Personally, I think that conversion when adding to a string would be a good
thing. However, I could see an argument for not doing it if somebody will be
writing pre-escaped XML. Perhaps this could be done with some sort of flag?
Or a special method?

I'm not sure what would be consider the most Ruby-esque way to do this, but
it seems to me people should have the option. I'm just not sure what the
best way to implement this would be.

Ben

-----Original Message-----
From: TAKAHASHI Masayoshi [mailto:maki / inac.co.jp]
Sent: Wednesday, November 14, 2001 10:09 PM
To: ruby-talk / ruby-lang.org
Subject: [ruby-talk:25246] Re: ANN: REXML 1.1a3


Hi, I'm REXML newbie :-), and I have a comment.

Sean Russell <ser / germane-software.com> wrote:
> 1) REXML hasn't been handling entities in parsed documents very well.
This 
> has been fixed, but I'm wondering if REXML's behavior is confusing.  REXML

> inherited Electric XML's behavior of converting &, <, and > to entities on

> write.  This is convenient, but it may be confusing for users to know when

> they have to quote their own entities, and when to leave them alone.
1.1a3 
> fixes this to a certain extent; REXML ignores entities in text, but it 
> still converts &, <, and >.  It also reverse-converts &amp;, &lt;, and
&gt; 
> back to characters on a read.  &#xxx; entities are now correctly handled.

> I'm accepting opinions about this matter.  I'd like entity handling to be 
> fairly painless, but I don't want ambiguous behavior if I can avoid it.

In XML 1.0 Rec., there are 5 predefined general entities: "&", "<", ">",
"'" and '"'.
(cf. 4.6 Predefined Entity
     http://www.w3.org/TR/REC-xml#sec-predefined-ent )

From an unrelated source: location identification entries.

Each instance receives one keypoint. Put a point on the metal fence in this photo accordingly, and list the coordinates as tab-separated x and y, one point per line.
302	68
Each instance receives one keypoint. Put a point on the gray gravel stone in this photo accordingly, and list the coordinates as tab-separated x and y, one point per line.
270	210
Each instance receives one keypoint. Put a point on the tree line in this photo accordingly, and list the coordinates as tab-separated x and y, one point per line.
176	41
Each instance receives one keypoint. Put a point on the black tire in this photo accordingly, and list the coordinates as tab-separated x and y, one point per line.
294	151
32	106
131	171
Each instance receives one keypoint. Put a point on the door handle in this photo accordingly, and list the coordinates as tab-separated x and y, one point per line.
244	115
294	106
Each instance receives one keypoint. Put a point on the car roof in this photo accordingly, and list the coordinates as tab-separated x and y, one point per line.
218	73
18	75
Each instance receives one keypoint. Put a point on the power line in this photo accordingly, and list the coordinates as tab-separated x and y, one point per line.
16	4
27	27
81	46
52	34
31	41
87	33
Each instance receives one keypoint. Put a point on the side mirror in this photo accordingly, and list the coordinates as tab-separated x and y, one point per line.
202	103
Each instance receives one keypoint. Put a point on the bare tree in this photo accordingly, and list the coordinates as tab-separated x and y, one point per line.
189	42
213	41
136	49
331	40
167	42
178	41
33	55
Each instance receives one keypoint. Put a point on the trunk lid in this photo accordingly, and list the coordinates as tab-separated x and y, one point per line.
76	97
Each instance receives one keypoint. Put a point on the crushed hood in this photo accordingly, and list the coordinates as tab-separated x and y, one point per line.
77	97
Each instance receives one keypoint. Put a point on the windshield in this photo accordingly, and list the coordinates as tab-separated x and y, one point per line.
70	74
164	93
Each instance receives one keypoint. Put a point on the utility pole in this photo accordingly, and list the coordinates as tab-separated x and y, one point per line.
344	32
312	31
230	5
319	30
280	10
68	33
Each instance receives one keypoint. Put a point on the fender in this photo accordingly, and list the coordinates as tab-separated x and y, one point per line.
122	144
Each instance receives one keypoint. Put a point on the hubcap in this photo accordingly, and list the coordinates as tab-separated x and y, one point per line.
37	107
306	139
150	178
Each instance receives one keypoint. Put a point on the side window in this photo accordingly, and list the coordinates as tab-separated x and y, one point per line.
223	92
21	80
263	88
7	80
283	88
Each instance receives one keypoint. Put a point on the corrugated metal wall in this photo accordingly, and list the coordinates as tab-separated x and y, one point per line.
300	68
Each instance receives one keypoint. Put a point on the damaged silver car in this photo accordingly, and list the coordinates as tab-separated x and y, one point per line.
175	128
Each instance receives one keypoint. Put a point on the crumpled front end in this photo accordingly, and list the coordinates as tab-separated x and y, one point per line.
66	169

Should REXML convert "'" and '"' into &apos; and &quot;?
At least, the behavior:

  foo_str = ""
  foo = REXML::Element.new("foo")
  foo.attributes["bar"] = "aaa'bbb\"ccc"
  foo.write(foo_str)
  p foo_str         #=> "<foo bar='aaa'bbb\"ccc'/>"

is odd.


Regards,

TAKAHASHI Masayoshi (maki / inac.co.jp)